The main event is almost here! You are in the home stretch, and soon you’ll be holding your beautiful newborn in your arms for the first time.
You’ve made it so far, but there’s still a lot to be done this trimester. You’ll have more frequent doctor’s trips and your growing belly will lead to new aches and pains. Be sure to baby yourself a bit more than usual — it’ll be your last chance to do so for a while.
- Pack your hospital bag in case you go into early delivery. Don’t forget some slippers or socks — you don’t want your bare feet on those germy floors.
- Put your birth plan in writing. Don’t count on your partner remembering everything if you’re unable to make decisions or vocalize what you want.
- Take care of your pre-registration if you’re going with a hospital or birthing center birth.
- Find a pediatrician for your baby. Ask for recommendations from your friends and make sure your insurance covers them.
- Get everything set up in your nursery. You’ll want to do as little as possible in the last two months.

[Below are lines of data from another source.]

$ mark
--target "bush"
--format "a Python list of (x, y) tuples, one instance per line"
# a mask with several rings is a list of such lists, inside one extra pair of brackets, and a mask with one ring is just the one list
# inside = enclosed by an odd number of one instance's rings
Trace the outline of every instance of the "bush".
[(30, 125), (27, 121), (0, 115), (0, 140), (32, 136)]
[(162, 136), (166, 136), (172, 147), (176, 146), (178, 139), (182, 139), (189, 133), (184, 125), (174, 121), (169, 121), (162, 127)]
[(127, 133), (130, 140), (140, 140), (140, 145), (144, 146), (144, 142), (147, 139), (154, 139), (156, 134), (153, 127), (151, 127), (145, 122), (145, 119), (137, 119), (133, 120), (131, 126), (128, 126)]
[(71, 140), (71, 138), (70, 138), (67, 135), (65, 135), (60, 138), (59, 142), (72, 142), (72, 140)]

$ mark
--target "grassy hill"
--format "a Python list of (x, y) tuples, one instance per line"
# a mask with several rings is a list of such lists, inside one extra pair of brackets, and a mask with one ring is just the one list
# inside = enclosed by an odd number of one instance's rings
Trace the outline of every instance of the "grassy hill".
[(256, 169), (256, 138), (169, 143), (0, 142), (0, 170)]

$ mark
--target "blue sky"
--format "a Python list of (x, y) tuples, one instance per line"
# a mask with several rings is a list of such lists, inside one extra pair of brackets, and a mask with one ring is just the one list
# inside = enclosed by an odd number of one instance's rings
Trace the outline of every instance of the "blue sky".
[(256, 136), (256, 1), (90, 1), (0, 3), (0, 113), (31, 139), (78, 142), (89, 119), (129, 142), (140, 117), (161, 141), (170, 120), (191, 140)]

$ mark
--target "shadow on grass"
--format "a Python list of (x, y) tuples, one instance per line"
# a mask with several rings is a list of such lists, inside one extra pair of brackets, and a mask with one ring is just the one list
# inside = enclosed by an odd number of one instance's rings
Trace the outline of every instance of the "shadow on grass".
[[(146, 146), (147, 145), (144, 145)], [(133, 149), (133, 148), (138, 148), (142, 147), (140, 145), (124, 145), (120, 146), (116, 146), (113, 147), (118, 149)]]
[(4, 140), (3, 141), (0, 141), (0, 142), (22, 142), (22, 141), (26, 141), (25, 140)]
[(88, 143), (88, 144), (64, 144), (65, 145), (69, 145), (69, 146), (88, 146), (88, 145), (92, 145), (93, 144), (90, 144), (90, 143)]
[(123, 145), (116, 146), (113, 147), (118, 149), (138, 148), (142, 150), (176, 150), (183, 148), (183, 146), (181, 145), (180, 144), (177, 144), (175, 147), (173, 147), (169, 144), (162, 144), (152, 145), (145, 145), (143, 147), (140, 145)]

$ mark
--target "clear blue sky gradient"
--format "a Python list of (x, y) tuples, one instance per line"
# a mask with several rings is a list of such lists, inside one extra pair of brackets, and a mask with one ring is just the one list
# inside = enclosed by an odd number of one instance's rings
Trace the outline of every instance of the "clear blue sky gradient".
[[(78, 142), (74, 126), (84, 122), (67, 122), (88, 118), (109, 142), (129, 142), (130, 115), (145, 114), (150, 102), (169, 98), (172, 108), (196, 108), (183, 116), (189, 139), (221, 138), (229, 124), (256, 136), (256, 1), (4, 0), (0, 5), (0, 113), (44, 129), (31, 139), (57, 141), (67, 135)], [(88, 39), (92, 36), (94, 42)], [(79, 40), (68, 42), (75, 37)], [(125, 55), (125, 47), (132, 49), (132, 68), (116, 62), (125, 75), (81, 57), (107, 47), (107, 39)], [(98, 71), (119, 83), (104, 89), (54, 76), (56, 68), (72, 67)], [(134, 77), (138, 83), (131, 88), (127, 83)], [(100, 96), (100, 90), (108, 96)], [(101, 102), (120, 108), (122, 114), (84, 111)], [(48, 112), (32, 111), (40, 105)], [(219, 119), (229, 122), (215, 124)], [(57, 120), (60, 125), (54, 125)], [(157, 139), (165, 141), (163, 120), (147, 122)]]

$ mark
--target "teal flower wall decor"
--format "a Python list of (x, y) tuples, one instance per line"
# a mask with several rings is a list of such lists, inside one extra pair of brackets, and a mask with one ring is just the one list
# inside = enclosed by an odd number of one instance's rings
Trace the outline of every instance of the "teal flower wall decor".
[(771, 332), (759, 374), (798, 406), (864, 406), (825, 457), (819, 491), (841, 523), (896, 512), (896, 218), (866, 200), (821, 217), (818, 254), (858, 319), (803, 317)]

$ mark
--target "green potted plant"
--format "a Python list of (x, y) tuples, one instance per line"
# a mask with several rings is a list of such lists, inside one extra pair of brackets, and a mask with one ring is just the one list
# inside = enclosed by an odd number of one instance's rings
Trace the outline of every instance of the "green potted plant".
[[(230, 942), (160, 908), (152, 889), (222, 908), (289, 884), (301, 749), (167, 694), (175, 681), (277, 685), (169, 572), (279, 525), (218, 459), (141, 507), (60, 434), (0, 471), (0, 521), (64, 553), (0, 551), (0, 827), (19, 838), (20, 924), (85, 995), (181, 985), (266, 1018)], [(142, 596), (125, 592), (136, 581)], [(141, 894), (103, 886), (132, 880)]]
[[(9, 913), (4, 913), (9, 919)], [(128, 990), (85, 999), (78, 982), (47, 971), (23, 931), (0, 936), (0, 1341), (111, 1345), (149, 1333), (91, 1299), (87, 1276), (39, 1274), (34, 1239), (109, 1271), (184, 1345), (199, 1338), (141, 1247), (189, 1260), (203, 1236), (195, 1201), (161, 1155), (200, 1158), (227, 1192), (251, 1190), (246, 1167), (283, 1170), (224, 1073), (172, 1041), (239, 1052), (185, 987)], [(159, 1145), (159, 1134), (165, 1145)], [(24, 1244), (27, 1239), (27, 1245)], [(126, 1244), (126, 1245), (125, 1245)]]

- If you’re having multiples, get ready for an early delivery. The majority of twins arrive up to a month early.
- Consider removing your wedding ring if you wear one. Your fingers may be super swollen at times so it can be uncomfortable.
- Make sure to keep counting your baby’s movements. You’ll want to feel a minimum of 10 movements every two hours or so.
- Have fun at your baby shower and remember to get some help carrying all those gifts to your car at the end of the party.
- Up your fiber intake to try to ward off hemorrhoids and the constipation that iron in your prenatal vitamins can cause.
- Brush up on how to tell if you’re in premature labor. Signs can include contractions, lower backache, pressure in your pelvic area, a feeling of menstrual cramps, and diarrhea.
- Begin making a list of workplace duties someone will have to do for you while you’re on maternity leave.
- Figure out who will stay with your children or take care of your animals or plants while you’re in the hospital.
- Install your baby’s car seat in case you deliver early.
- Wash all your baby’s sheets, blankets, and clothes. That will make them less likely to irritate their skin.
- Make sure any Family and Medical Leave Act or short-term disability forms you need for work are completed and turned in.
- Buy any last minute baby items you didn’t receive from your shower or you don’t already have.
- Put your swollen legs up and enjoy some time watching television or reading a book.
- Enjoy as many quiet dinners with your partner as you can.
- Take a day to do fun things you might not get a chance to do for a while, such as getting a haircut, lunch with friends, or taking in a movie.
- Make your thank-you notes for your baby shower gifts.
- Get some freezer meals prepared and stock up on non-perishable snacks.
- Let your loved ones know if you want private time at the hospital before they visit.
- Choose your baby’s name from the list you and your partner compiled.
- Time your contractions and head to the hospital when your doctor says it’s time.